Bagaimanakah kehidupan Janda muda itu selanjutnya?
Bersediakah Thalia menjadi budak nafsu dari Hendrick Moohan?
🌹🌹🌹
Happy reading, Best...
Jangan lupa tinggalkan jejak
⭐⭐⭐⭐⭐ bintang 5
💖 subscribe
👍 jempol/ like
🌹 kembang, dan
☕ kopi segalon
Karya ini diterbitkan atas izin NovelToon Merpati_Manis, isi konten hanyalah pandangan pribadi pembuatnya, tidak mewakili NovelToon sendiri
Suara Familiar
Hari-hari selanjutnya, Thalia lalui dengan kesibukan baru dan suasana yang baru. Tinggal hanya berdua dengan sang putri yang baru berusia tiga bulan lebih beberapa hari, membuat wanita cantik tersebut sangat menyayangi dan menumpahkan seluruh perhatiannya pada Aletha. Sedetik pun Thalia tidak pernah meninggalkan sang putri sendirian kala putri kecilnya itu terjaga karena dia tidak ingin, sang putri merasa kesepian.
Setiap memasak, Thalia juga sambil mengajak putrinya berbicara jika bayi mungil itu sudah terbangun. Di saat Thalia mandi sekalipun, dia tidak akan menutup pintu kamar mandi agar bisa sambil mengawasi sang putri. Apalagi jika Thalia berjualan keliling, sang putri pasti berada dalam gendongannya.
Hari ini, Thalia memulai membuka kios karena sudah ada beberapa pelanggan yang tahu bahwa dia memiliki kios di deretan kios sederhana di dekat stasiun. Satu minggu berdagang dengan cara berkeliling untuk mempromosikan kue buatannya, dirasa Thalia sudah cukup. Selama seminggu itu pula, nyonya baik hati yang di hari pertama Thalia berjualan dan kemudian memborong kuenya, selalu membeli kue basah buatan wanita cantik tersebut.

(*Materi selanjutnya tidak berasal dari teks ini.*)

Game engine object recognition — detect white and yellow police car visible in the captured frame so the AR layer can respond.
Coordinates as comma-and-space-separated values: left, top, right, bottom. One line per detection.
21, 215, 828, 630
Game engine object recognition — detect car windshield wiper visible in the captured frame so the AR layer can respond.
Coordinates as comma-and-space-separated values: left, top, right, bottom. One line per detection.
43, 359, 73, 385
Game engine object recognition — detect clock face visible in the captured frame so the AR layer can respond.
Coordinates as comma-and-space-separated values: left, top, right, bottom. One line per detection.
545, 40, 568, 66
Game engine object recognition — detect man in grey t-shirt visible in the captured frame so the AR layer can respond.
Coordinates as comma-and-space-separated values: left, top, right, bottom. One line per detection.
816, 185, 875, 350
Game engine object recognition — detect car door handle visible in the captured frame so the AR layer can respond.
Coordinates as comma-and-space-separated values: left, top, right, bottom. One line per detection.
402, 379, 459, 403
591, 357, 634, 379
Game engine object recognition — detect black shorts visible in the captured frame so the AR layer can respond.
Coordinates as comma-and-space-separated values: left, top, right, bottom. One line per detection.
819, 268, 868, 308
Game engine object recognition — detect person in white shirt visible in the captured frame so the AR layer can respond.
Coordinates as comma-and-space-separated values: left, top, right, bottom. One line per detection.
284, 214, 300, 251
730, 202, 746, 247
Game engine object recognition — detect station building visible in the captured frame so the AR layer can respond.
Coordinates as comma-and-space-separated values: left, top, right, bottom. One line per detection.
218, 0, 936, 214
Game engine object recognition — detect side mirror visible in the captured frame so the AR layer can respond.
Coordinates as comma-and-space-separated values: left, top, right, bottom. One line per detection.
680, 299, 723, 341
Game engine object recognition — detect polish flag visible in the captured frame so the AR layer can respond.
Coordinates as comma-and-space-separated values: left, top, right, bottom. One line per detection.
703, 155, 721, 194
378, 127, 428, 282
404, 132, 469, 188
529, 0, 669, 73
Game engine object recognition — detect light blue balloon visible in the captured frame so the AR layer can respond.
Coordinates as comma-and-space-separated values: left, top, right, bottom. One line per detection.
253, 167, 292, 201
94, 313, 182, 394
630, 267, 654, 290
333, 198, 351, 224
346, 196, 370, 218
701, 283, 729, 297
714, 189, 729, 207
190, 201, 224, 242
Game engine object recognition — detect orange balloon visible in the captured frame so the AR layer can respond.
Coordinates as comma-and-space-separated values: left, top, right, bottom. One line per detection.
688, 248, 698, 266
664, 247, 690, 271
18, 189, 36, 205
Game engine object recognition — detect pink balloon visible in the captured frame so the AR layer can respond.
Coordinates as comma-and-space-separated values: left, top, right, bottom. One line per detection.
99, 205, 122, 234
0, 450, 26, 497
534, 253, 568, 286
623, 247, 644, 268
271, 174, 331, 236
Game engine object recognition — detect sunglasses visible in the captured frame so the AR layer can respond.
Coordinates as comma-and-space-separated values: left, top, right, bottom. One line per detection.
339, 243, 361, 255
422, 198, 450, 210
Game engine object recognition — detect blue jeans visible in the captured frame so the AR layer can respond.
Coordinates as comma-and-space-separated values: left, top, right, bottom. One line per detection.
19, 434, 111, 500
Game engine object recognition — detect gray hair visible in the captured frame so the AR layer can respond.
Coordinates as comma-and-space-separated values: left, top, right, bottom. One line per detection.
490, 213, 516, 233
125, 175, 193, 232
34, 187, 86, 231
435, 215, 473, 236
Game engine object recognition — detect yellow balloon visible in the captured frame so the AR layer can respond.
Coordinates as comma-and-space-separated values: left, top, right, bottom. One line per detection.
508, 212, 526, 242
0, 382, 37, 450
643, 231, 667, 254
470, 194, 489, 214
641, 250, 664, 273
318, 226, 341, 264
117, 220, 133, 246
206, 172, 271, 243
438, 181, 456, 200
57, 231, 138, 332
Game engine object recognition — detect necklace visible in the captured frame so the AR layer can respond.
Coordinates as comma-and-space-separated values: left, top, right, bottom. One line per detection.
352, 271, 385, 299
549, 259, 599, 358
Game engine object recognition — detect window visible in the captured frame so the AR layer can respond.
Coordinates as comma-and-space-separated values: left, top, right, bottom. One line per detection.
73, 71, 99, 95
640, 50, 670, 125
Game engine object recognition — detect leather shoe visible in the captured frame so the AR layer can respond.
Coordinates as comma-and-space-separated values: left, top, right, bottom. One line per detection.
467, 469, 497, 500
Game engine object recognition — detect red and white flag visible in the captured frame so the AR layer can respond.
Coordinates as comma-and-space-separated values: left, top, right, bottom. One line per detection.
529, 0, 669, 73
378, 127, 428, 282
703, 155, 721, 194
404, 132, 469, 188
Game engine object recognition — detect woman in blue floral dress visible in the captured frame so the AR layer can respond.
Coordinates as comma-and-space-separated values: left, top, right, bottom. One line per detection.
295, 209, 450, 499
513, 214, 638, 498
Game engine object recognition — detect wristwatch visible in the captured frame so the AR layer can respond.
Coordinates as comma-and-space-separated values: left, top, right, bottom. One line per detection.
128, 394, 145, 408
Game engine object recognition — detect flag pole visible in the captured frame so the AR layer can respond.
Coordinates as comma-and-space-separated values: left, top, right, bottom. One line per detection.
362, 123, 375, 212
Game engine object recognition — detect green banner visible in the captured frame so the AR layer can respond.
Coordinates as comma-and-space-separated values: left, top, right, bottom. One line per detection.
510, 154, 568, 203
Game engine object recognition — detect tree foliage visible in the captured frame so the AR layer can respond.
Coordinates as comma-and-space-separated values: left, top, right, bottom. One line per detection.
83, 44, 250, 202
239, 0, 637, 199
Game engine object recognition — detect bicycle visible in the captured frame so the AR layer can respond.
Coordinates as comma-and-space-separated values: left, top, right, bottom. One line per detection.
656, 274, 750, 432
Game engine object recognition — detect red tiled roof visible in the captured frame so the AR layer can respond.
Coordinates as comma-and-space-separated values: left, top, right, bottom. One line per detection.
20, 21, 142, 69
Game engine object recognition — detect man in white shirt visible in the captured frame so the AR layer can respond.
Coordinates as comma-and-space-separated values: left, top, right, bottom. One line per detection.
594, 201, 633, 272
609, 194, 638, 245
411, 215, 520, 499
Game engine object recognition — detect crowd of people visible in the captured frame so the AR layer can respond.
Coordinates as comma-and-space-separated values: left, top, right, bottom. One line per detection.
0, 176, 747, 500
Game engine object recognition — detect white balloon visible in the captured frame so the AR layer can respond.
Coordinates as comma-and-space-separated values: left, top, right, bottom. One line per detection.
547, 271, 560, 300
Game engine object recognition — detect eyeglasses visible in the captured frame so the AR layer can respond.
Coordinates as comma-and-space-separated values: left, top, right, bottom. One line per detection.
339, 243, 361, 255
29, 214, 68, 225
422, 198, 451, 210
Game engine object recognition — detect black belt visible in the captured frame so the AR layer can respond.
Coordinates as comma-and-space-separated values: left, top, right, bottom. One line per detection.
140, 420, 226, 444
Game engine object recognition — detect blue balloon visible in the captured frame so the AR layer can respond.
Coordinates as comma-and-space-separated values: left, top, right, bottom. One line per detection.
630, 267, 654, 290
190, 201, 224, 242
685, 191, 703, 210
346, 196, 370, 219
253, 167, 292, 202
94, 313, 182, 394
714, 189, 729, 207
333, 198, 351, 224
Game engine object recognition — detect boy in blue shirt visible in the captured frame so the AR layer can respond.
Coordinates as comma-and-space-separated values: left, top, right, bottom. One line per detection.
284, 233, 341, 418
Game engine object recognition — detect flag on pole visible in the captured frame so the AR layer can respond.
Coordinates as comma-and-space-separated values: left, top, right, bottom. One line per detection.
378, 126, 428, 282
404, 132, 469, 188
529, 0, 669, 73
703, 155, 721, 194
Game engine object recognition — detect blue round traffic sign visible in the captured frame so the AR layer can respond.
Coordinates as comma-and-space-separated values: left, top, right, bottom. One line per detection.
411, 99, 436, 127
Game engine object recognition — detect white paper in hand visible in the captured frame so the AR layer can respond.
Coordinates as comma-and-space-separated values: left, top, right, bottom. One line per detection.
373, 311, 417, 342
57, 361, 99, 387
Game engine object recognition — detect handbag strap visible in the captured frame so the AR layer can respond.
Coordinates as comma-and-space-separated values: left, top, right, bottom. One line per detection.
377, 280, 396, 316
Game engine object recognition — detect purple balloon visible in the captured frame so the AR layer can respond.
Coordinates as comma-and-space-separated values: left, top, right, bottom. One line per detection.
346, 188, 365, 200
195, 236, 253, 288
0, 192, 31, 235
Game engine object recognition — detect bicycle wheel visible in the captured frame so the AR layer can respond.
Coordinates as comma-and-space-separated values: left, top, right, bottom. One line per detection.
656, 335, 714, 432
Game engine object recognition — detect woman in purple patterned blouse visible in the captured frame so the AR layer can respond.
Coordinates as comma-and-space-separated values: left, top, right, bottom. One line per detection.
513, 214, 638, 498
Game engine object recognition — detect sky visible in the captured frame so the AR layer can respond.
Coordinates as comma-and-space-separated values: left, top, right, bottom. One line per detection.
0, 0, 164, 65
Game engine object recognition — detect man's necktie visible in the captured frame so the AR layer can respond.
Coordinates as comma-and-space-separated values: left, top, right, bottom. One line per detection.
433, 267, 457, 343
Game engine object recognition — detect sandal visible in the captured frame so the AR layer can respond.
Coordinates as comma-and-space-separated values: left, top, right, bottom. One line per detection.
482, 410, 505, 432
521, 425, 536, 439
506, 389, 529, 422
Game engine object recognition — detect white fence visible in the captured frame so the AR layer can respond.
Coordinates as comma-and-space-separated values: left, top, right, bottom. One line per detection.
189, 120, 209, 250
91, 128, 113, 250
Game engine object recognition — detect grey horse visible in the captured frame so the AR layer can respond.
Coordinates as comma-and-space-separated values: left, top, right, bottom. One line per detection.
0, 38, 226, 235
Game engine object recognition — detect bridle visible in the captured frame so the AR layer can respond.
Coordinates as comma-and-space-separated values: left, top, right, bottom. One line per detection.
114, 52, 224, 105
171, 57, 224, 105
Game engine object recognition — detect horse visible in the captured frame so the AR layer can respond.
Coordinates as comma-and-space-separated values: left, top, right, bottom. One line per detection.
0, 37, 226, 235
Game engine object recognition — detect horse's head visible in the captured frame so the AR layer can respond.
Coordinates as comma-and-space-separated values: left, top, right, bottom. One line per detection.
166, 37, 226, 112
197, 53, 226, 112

"Aletha duduk di sini ya, Nak. Mommy mau membuka pintu dulu." Thalia mendudukkan sang putri pada tempat duduk khusus bayi yang bisa berayun, di dekat pintu. Wanita cantik itu kemudian membuka pintu utama dan setelah menyapu teras yang tidak begitu luas, Thalia lalu membuka rolling dor kiosnya.
"Sudah siap!" ujar Thalia penuh semangat seraya menghampiri sang putri dan kemudian membawa Aletha beserta tempat duduknya masuk ke dalam kios.
Ruangan yang digunakan untuk berjualan itu tidak seberapa luas dan semakin terlihat sempit meski hanya diisi dua etalase kaca berukuran masing-masing satu meter. Etalase tersebut kini sudah penuh dengan aneka kue basah buatan Thalia. Wanita cantik itu kemudian duduk di sebuah kursi plastik yang sengaja dia sediakan untuk dirinya sendiri ketika menunggu pelanggan.
"Semoga hari ini ramai ya, Sayang, dan kue buatan mommy habis tanpa sisa," harap Thalia seraya tersenyum pada sang putri yang kini berada di atas pangkuannya.
Setelah beberapa saat menunggu, satu per-satu pembeli mulai berdatangan. Thalia melayani pembeli sambil menggendong sang putri. Senyumnya juga selalu merekah indah dan penuh semangat serta rasa syukur karena usaha yang baru dia rintis, mendapatkan kemudahan.
Pembeli terus berdatangan, membuat Thalia tidak sempat untuk menyusui sang putri yang mulai merengek karena lapar dan mengantuk. Beruntung, Thalia sudah menyiapkan Asi dalam botol sehingga bayi mungil itu tetap bisa mendapatkan haknya meskipun sang mommy sibuk melayani pembeli. Setelah Aletha tertidur dalam gendongannya, Thalia kemudian menidurkan sang putri di atas kasur bayi.
Aletha nampak lelap di atas kasur bayi empuk yang dibeli oleh sang mommy menggunakan uang pemberian wanita paruh baya baik hati kala itu. Kasur bayi tersebut diletakkan di sudut kios agar sang putri tetap berada dalam pengawasan Thalia. Selanjutnya, wanita cantik itupun bisa melayani pembeli dengan leluasa.
"Kuenya tinggal dua macam ini saja, Thalia?" tanya salah seorang pembeli yang sudah cukup akrab dengan Thalia karena hampir tiap hari membeli kue buatan ibu satu anak tersebut.
"Iya, Nyonya. Saya belum berani membuat dalam jumlah banyak karena ini hari pertama saya berjualan di kios," balas dan terang Thalia seraya tersenyum.
"Bagaimana, Nyonya? Mau ambil kue yang mana?" tanya Thalia kemudian.
"Saya ambil semua, deh," balas wanita yang usianya sekitar sepuluh tahun di atas Thalia. "Sebenarnya saya mau beli agak banyak karena keponakan-keponakan mau berkunjung, tetapi ternyata sudah kehabisan," lanjutnya yang terdengar sedikit kecewa.
"Keponakannya mau berkunjung kapan, Nyonya? Jika Anda mau menunggu, tidak mengapa saya buatkan lagi," tawar Thalia.
"Benarkah? Kamu tidak keberatan meski pesanan saya tidak banyak?" tanya pembeli itu, memastikan.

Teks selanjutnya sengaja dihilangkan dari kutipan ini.